Una legislatura regionale consta di 60 mesi. Quella sarda è cominciata 20 mesi fa. Tenendo presente che l’ultimo anno è di campagna elettorale, e che i cambiamenti importanti hanno bisogno di tempo per essere realizzati, altrimenti rimangono sulla carta, la situazione è grigia. Sempre più elettori disertano le urne. La Sardegna vive un inverno demografico tra i più gravi d’Europa, con cause multifattoriali che agiscono sul breve, medio e lungo periodo. Lo Statuto sardo, a seguito della riforma del Titolo V, sostanzialmente non esiste, ed alla riforma del Titolo V si è aggiunto il processo di attuazione dell’autonomia differenziata (art. 116 Costituzione).
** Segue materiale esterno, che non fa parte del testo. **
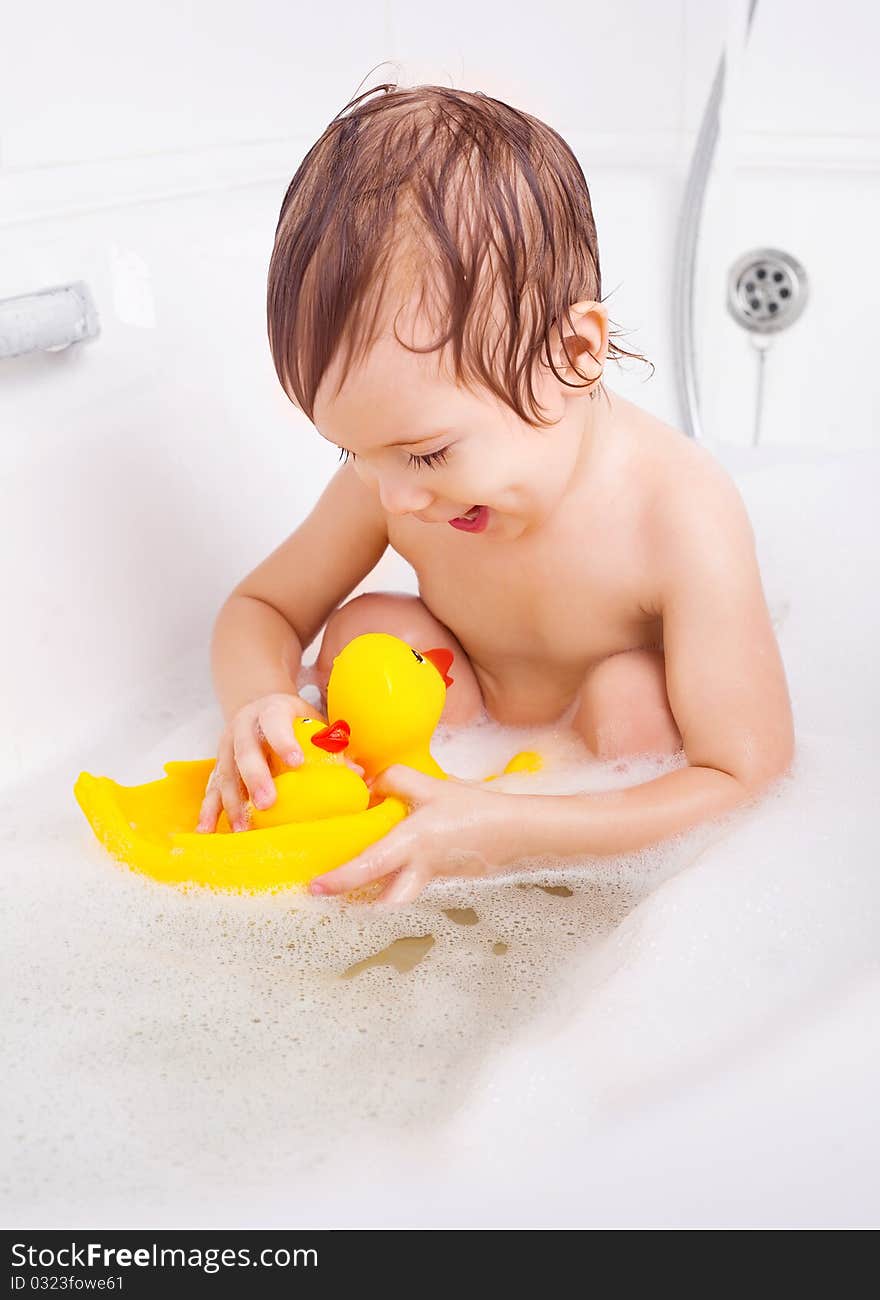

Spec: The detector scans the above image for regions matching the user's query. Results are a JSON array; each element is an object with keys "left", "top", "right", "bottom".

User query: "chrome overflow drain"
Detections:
[
  {"left": 727, "top": 248, "right": 807, "bottom": 334},
  {"left": 727, "top": 248, "right": 807, "bottom": 447}
]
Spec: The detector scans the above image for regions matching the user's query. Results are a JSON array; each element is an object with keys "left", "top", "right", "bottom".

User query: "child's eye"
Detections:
[
  {"left": 409, "top": 447, "right": 450, "bottom": 469},
  {"left": 339, "top": 447, "right": 450, "bottom": 469}
]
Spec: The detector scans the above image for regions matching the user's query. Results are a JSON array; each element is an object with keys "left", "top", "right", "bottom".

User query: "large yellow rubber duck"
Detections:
[{"left": 74, "top": 632, "right": 542, "bottom": 893}]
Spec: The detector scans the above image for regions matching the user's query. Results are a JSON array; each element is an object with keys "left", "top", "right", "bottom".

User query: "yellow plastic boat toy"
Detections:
[{"left": 74, "top": 632, "right": 542, "bottom": 893}]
Questa legislatura, in lieve peggioramento rispetto alle precedenti, si caratterizza per una serie di leggi regionali – pur non numerose nel complesso – sulle quali il governo statale solleva rilievi di costituzionalità (ad esempio sul suicidio assistito). Da ultimo, con la sentenza 184/2025, sulla legge sarda sulle aree idonee atte ad ospitare impianti di produzione di energia da fonti rinnovabili, la Corte costituzionale ha smantellato l’unica vera legge importante approvata dal Consiglio regionale nel 2024. Un consiglio regionale che mi pare lavorare poco.

Solo per rimanere alla strettissima attualità, è di questi giorni la scadenza dei 60 giorni (sessanta) entro i quali la Regione si doveva esprimere in relazione all’ampliamento dello stabilimento di bombe e droni della RWM di Domusnovas, attualmente bloccato in quanto irregolare. Si tratta di una scelta di campo: o stai col piano di riarmo, o stai con la pace. La Giunta, divisa al suo interno, ha deciso di non decidere, e di lasciare che il Tar nomini un commissarioIntanto il governo nazionale sta tentando il colpo di mano con un emendamento ad hoc alla manovra.
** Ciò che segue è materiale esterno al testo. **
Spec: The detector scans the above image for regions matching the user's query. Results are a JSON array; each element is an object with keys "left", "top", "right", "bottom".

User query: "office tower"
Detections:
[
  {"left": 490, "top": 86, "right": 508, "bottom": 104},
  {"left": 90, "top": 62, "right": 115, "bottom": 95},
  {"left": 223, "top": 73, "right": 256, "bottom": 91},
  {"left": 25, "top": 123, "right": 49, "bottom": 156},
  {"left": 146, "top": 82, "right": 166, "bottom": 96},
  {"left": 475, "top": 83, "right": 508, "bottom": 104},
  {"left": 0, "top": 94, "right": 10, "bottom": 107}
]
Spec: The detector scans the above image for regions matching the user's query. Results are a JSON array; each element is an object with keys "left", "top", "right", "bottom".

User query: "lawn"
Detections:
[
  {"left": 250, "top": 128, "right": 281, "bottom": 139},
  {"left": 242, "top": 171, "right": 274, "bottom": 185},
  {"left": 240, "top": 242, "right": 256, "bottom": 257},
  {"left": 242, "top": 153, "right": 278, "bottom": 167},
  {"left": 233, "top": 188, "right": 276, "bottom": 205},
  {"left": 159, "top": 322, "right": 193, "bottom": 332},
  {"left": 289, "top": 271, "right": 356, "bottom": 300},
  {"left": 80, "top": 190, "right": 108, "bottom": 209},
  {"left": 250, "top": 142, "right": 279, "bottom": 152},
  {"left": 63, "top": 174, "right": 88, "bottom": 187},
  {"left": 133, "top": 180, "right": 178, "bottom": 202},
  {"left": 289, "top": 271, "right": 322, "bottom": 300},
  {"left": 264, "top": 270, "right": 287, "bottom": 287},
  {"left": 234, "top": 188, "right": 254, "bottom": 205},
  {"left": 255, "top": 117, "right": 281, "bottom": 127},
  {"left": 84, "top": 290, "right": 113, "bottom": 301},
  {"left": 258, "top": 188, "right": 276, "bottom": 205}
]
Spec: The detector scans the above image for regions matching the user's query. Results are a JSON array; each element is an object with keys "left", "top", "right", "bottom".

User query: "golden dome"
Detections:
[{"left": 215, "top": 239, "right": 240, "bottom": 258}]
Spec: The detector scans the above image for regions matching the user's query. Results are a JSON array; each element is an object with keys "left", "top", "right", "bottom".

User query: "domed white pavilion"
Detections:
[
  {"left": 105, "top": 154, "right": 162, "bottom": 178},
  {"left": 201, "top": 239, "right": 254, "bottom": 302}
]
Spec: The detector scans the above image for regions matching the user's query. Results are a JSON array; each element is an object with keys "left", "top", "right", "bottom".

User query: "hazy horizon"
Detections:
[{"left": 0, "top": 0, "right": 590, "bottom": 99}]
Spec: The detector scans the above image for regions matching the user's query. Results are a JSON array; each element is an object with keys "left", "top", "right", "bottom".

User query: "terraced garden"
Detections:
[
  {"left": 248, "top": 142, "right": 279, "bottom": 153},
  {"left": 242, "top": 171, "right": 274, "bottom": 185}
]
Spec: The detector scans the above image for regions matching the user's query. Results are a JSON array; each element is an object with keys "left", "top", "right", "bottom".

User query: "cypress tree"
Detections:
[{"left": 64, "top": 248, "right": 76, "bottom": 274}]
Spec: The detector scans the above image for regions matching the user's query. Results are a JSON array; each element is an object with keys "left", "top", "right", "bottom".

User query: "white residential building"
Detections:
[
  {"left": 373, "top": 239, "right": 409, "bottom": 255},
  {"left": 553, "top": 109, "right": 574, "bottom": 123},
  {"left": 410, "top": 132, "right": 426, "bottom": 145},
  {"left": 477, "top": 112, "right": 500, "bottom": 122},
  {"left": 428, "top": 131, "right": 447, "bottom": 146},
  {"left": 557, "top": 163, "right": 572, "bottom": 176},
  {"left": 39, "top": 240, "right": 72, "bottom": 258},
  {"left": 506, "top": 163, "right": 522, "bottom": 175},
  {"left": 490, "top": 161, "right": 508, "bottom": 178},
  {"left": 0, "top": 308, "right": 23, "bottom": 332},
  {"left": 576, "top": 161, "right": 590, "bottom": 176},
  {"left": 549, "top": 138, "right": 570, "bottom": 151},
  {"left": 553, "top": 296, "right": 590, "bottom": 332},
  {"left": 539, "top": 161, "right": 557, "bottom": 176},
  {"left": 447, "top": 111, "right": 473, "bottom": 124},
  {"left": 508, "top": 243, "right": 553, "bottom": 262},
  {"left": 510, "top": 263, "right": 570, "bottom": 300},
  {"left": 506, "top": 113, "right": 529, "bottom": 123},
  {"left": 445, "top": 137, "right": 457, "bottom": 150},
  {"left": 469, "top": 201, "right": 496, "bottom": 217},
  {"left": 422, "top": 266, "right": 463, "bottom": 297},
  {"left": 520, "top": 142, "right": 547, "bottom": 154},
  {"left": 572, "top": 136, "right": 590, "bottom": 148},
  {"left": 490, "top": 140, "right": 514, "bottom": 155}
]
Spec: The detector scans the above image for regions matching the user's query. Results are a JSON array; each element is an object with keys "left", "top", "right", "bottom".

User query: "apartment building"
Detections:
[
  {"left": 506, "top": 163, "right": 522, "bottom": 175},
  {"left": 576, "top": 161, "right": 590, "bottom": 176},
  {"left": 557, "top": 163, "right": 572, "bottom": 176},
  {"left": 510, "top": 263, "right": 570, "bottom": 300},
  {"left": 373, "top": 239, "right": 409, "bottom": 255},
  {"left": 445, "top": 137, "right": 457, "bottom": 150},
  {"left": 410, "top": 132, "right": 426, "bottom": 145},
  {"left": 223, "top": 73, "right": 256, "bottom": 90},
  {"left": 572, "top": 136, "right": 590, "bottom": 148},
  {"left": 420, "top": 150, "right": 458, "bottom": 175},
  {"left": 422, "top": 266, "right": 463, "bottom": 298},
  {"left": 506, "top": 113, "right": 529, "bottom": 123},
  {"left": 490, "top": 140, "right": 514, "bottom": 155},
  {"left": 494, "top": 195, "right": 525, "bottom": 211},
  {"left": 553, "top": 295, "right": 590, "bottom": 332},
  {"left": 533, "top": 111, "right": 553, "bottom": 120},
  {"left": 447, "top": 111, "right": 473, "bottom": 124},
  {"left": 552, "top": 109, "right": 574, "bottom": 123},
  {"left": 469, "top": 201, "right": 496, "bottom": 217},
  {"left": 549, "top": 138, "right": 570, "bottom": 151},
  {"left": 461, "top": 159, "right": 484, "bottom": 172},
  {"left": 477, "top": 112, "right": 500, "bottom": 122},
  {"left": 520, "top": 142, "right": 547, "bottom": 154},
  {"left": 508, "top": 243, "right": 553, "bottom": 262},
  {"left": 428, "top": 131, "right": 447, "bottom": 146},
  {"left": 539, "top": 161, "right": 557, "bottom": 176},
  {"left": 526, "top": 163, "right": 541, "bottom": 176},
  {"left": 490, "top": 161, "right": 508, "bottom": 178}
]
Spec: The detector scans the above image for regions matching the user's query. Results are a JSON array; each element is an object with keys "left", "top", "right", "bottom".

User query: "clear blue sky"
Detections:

Ma allora la Regione a che serve, verrebbe da chiedersi.

Qualche giorno prima l’Assessore più importante della Giunta, l’Assessore alla Sanità, espressione dei Cinque Stelle, è stato defenestrato e lo stesso assessore ha accusato il suo (ex) partito di avere ceduto al clientelismo, ed ha anche affermato che fosse per lui avrebbe chiamato solamente manager dal continente, in quanto in Sardegna non c’è nessuno capace. Se volete sapere come sta la sanità, vi basti chiedere ad un qualunque sardo, o basti il dato che i sardi che non si curano sono 1 su 6, nel resto d’Italia 1 su 10.

Da ultimo, per mesi ci hanno detto che bisognava dare priorità alla sessione di bilancio per approvarlo per tempo (ma quante leggi importanti si sono fatte prima?), e poi come se niente fosse, senza un minimo di autocritica o senza chiedere scusa, ci si prepara ad (almeno) un mese di esercizio provvisorio. Nel frattempo, si spaccia per grande vittoria il fatto che lo Stato ci ha reso una parte dei soldi che doveva ai sardi, dato che gliene abbiamo abbuonato moltissimi.
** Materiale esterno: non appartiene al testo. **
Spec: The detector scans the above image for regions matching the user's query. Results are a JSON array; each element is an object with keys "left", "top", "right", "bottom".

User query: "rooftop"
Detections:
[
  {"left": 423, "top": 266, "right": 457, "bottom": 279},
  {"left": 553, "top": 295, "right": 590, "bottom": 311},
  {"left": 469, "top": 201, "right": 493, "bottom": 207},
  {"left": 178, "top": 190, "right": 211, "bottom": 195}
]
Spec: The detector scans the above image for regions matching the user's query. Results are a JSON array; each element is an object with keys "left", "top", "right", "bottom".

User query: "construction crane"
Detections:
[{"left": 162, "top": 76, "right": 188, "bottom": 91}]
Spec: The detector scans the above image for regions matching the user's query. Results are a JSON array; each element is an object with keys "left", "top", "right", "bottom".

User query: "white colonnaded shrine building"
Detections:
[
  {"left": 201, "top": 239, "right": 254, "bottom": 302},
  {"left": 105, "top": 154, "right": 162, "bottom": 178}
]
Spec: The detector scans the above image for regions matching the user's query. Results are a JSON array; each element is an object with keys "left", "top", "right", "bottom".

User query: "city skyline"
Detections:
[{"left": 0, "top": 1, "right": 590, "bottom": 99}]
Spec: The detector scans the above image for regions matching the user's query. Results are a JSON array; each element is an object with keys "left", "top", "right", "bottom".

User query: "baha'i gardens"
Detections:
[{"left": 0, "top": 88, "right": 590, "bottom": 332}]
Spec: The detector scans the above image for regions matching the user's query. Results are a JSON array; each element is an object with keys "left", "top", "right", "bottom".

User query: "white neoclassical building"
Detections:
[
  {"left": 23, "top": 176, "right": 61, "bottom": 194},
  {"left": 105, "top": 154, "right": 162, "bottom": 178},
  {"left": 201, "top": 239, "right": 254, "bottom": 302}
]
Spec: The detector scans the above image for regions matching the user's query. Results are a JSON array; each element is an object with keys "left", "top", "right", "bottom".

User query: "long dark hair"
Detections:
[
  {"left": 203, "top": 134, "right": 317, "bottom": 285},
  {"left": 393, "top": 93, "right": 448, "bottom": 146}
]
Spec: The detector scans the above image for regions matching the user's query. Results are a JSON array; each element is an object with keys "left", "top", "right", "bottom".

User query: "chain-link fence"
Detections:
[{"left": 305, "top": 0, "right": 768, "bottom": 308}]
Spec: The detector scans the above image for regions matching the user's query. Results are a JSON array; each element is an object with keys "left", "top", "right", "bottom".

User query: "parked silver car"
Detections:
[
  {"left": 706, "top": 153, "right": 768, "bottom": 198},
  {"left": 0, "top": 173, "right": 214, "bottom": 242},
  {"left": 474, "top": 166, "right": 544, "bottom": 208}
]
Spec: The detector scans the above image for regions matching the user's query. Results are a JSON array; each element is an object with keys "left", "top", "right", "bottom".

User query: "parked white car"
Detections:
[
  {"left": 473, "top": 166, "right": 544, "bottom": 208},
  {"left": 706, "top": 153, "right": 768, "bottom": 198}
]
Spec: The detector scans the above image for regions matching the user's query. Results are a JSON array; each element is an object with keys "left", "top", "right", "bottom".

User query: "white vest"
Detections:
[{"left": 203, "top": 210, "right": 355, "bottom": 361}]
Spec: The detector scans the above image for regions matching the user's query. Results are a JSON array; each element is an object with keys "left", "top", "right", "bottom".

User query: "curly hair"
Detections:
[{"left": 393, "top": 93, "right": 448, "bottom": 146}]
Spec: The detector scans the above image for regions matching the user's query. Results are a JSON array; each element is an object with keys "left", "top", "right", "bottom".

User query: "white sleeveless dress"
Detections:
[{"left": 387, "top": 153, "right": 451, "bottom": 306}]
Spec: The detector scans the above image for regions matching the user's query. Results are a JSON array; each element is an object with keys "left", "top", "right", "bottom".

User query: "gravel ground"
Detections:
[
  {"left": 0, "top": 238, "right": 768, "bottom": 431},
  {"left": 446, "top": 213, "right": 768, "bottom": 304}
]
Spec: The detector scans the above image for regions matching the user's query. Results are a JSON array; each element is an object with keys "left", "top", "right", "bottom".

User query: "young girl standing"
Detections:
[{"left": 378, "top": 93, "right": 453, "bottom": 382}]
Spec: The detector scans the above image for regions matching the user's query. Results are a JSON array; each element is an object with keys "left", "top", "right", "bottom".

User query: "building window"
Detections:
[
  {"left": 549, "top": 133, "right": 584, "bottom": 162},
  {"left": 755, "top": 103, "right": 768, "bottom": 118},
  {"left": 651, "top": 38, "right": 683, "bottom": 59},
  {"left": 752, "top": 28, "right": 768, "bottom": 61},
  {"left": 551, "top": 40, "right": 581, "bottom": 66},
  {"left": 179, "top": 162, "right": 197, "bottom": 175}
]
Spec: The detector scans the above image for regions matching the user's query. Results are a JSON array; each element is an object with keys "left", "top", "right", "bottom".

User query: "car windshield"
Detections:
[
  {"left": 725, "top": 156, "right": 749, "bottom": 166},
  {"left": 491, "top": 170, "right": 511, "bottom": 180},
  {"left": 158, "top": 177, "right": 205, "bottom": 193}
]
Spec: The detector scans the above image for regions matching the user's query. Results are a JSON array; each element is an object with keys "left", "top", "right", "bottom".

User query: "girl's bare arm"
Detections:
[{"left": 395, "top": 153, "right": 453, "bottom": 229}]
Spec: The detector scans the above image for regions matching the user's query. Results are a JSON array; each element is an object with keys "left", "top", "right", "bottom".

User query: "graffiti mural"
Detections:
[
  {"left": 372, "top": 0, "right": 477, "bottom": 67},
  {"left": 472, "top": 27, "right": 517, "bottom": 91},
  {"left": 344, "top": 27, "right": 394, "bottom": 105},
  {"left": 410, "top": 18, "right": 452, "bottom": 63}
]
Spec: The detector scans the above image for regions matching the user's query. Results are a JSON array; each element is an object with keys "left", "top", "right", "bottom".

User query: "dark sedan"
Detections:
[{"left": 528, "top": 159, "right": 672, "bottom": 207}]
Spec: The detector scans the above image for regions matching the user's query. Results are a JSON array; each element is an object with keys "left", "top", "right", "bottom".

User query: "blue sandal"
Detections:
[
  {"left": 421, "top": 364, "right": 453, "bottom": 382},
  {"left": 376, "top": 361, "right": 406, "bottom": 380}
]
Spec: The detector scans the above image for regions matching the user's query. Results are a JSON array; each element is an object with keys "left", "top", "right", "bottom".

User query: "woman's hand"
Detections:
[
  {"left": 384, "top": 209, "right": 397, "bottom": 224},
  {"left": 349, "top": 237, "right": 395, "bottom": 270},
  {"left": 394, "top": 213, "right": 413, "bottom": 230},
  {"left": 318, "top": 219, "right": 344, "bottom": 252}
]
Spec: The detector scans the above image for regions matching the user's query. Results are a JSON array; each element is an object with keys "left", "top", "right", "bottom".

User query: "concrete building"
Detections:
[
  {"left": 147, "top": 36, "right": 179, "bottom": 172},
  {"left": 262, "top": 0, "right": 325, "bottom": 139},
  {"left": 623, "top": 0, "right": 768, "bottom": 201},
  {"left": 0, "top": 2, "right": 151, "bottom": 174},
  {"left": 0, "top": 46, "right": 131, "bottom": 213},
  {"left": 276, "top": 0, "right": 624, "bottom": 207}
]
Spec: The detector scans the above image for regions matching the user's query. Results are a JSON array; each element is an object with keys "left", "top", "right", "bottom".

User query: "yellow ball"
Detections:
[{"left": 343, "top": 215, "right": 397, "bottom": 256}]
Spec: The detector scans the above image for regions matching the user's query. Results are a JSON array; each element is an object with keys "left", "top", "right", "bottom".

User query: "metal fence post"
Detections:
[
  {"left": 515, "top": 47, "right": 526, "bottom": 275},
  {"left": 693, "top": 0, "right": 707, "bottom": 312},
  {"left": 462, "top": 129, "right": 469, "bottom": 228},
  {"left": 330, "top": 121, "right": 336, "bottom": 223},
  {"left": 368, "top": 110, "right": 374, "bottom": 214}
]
Il problema non è Alessandra Todde. Può esserci lei o chiunque altra o altro. Il problema è sistemico.

Il rischio concreto, come peraltro stiamo vedendo da 15 anni a questa parte, è che ogni singola giunta sia peggiore di quella precedente, e che sempre meno persone vadano a votare. D’altra parte, perché lo dovrebbero fare?

Una volta passate le elezioni, prima delle quali si sentono slogan roboanti (“è il tempo del noi” lo dovrebbero dire ai 211.000 sardi, una enormità, che nell’estate 2024 hanno firmato una proposta di legge sull’energia), Consiglio e giunta diventano dei passacarte, molto attenti al piccolo orto elettorale, comprensivo di consulenti, che alla Sardegna del XXI secolo.
Eventuali dimissioni, o elezioni, non risolveranno nulla.

La Sardegna ha perso la bussola, la può ritrovare con un sardismo democratico diffuso, coraggioso e impegnato. Chi è sceso in piazza per la Palestina, e l’anno scorso contro la speculazione energetica, è una speranza su cui innestare un processo inclusivo che sparigli.